The pair left the council chamber after their vociferous messages to councillors, council officers and consultants, as well as the contingent from LLAOL.
Earlier they displayed a banner saying Cancel Luton Airport Expansion in the public gallery.
Immediately before the uproar, Luton Mayor Cllr Mahmood Hussain indicated he would ask for a condition on investment in the environment to be included, in light of the strength of feeling described in more measured tones over the two evenings which the committee sat.
“How supportive are you to those areas of the town immediately under the flightpath?” he asked.
The airport’s director of corporate affairs Oliver Jaycock replied: “We’re incredibly committed. We’re local residents and employees.
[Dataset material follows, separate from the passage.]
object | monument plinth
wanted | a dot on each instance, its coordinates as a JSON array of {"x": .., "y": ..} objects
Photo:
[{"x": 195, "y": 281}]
“We’ve a dedicated community trust fund which we target on specific areas, such as yours.
“My only advice would be to have that conversation. Let’s find ways where we can work better together.”
A previous planning permission granted in June 2014 was subject to a number of conditions, including a passenger cap limiting the total number to 18 million passengers per annum.
LLAOL requested to vary conditions on passenger capacity, noise contours, parking management and a travel plan from a 2017 application.
Cllr David Agbley referred to the objectors’ comments that the airport “has been ignoring its noise management plan, its noise mitigation and its noise insulation scheme”.
“Why should we believe this time you’re not going to do the same?” he asked. “The question everyone wants to know is ‘Do you see yourselves above the law or do you abide by the law’?”
The airport’s head of communications Neil Bradford replied: “Of the 28 planning conditions attached to our original permission we’ve remained compliant with all but one of those, that’s condition ten about noise.
“As soon as it became apparent that was the case we’ve ensured we followed due process.
“We’ve been open and transparent with our communities and with the local authority about the steps we’ve taken to address this.
“Regrettably those steps didn’t produce the contour sizes we expected, but throughout we’ve acted in accordance with the planning rules, we’ve acted responsibly and been open and transparent.”
Cllr Dave Taylor, who chairs the committee, said: “It’s good that democracy does work and exists in Luton.
“I’ve certainly read all the objections. The reality is climate change is prominent in everyone’s lives. There’s an impact. There’s no doubt about it.
“I’m not a climate change denier. But it has to be done progressively. We can only determine this on planning grounds, not emotional ones.
“The airport can still operate up to 18 million passengers on the old permission. I’m convinced now more than ever the economic benefits outweigh the environmental impact.”
Reassurances from airport representatives that they would discuss local environmental improvements, such as tree planting, outside of the planning process persuaded councillor Hussain not to demand a condition be included.
Councillors voted seven in favour and two against to allow the increase in passenger numbers and amendments to the noise contours.